Adenosine metabolism, in particular, has been found to play an important role in facilitating tumor immune surveillance escape, and promoting cancer progression and metastasis via restraining immune effector cell infiltration and cytotoxicity. It is known that tumors coopt the CD73/adenosine system as a mechanism for promoting tumor growth and progression, angiogenesis and immune escape.
Some strategies to manipulate adenosine metabolism include encapsulating pharmacological inhibitors, monoclonal antibodies, siRNA and even CRISPR/cas9 to inhibit or shut down the activities of CD73.
Importantly, as adenosine metabolism can also occur via CD73-independent pathways, it will be more beneficial to therapeutically combine CD73 inhibition with other adenosine-associated metabolic pathways to comprehensively disrupt the adenosinergic axis in cancer metabolism.
The road ahead
A recent announcement by the FDA, mandating CART-cell manufacturers to add a general boxed warning of potential T cell malignancies, has caused a temporary shock to the CAR T field. In an earlier statement published in November 2023, the FDA said that “although the overall benefits of these products continue to outweigh their potential risks for their approved uses, FDA is investigating the identified risk of T cell malignancy with serious outcomes, including hospitalization and death, and is evaluating the need for regulatory action.” A comment piece, published in Nature Medicine by Levine et al., stated that existing data suggests that CART-cell therapy has a low risk of secondary malignancies compared to other cancer treatments.

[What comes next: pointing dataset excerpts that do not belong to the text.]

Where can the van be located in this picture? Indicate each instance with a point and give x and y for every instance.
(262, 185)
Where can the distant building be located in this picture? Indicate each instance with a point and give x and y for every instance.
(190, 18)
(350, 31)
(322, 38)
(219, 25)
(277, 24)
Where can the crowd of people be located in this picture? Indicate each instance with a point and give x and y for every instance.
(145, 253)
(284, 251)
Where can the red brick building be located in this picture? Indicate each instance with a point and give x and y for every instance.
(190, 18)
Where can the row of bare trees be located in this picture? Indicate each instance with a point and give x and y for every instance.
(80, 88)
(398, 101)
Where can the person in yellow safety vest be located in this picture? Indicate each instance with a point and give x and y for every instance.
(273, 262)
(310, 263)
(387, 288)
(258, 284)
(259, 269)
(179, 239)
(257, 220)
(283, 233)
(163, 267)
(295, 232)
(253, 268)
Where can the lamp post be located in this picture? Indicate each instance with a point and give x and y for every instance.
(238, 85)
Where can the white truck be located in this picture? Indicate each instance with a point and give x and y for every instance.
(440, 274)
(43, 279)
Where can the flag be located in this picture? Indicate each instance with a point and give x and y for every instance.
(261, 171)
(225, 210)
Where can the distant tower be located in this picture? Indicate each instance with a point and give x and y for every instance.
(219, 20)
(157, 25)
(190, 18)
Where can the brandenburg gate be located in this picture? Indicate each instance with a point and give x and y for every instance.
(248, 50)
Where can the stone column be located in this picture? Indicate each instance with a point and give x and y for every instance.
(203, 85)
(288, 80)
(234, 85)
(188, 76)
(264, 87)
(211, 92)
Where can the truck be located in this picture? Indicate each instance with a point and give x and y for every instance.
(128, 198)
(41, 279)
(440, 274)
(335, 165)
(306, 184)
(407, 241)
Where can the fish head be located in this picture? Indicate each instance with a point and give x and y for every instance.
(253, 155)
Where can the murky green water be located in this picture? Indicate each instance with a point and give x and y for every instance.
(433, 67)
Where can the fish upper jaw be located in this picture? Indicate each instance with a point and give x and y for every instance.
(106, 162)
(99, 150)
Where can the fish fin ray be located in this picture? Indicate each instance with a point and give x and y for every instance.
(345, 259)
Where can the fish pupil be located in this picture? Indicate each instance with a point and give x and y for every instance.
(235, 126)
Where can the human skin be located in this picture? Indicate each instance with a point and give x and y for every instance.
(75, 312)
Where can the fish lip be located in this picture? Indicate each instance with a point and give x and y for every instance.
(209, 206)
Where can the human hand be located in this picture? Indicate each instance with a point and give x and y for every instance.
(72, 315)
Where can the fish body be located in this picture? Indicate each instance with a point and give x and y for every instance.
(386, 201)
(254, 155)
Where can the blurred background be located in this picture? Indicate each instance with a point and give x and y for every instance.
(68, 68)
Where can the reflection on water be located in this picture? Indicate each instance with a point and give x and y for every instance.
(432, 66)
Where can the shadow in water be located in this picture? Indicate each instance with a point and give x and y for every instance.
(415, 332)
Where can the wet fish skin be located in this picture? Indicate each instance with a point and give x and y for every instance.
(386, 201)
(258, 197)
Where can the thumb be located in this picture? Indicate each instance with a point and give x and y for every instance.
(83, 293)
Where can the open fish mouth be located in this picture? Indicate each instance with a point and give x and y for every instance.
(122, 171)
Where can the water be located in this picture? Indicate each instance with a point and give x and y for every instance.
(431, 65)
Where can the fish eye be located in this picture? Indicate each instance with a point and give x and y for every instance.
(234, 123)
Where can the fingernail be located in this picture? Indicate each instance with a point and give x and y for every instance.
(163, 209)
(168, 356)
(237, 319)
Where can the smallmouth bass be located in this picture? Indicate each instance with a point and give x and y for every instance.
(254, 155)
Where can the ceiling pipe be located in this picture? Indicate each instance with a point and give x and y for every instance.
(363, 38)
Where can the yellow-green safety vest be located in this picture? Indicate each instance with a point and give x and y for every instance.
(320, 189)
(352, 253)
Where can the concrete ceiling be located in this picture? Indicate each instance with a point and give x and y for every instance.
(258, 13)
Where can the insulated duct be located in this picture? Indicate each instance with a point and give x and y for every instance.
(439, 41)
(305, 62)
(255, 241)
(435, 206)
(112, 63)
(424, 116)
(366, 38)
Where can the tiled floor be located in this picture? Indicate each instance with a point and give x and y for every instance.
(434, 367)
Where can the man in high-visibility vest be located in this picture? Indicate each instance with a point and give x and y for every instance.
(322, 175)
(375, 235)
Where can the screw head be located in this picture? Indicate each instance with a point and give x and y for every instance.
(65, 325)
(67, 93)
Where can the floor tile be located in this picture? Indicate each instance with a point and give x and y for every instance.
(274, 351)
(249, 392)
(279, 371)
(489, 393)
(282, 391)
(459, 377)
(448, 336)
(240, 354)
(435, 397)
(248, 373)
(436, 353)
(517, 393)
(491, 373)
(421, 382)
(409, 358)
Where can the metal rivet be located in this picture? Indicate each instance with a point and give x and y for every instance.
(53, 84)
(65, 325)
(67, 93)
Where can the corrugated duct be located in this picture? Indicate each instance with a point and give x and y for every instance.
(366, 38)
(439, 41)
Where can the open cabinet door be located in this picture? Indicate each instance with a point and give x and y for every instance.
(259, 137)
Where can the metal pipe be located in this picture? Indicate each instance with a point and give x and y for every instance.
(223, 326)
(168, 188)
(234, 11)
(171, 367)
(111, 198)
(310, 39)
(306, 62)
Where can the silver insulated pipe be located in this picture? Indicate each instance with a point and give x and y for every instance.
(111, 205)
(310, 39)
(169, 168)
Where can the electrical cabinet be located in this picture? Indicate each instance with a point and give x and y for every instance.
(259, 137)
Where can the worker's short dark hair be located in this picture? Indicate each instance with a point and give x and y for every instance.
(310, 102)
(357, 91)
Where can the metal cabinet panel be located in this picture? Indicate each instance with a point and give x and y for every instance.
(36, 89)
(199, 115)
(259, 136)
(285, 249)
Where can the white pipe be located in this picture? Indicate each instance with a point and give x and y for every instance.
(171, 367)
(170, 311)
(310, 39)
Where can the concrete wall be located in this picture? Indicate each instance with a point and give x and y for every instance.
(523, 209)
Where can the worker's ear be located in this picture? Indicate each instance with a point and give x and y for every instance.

The use of immune cells for cancer therapy is showing no signs of slowing down. Besides CD4+ and CD8+ T cells, other immune cell types including macrophages and natural killer cells are being engineered with CAR constructs for cancer treatment. Each of these cell types have their distinct advantages and may be arguably suited for different cancer types. For instance, the use of CAR macrophages, which are highly prevalent in tumors, to treat cancers that are classified as immune desert.
Taking a step back, besides T cell infiltration and metabolism, innovations are also necessary to manufacture T cells that proliferate fast while maintaining their critical biological attributes to reduce costs and delays, and to deliver immune cell therapies to cancer patients who need them the most.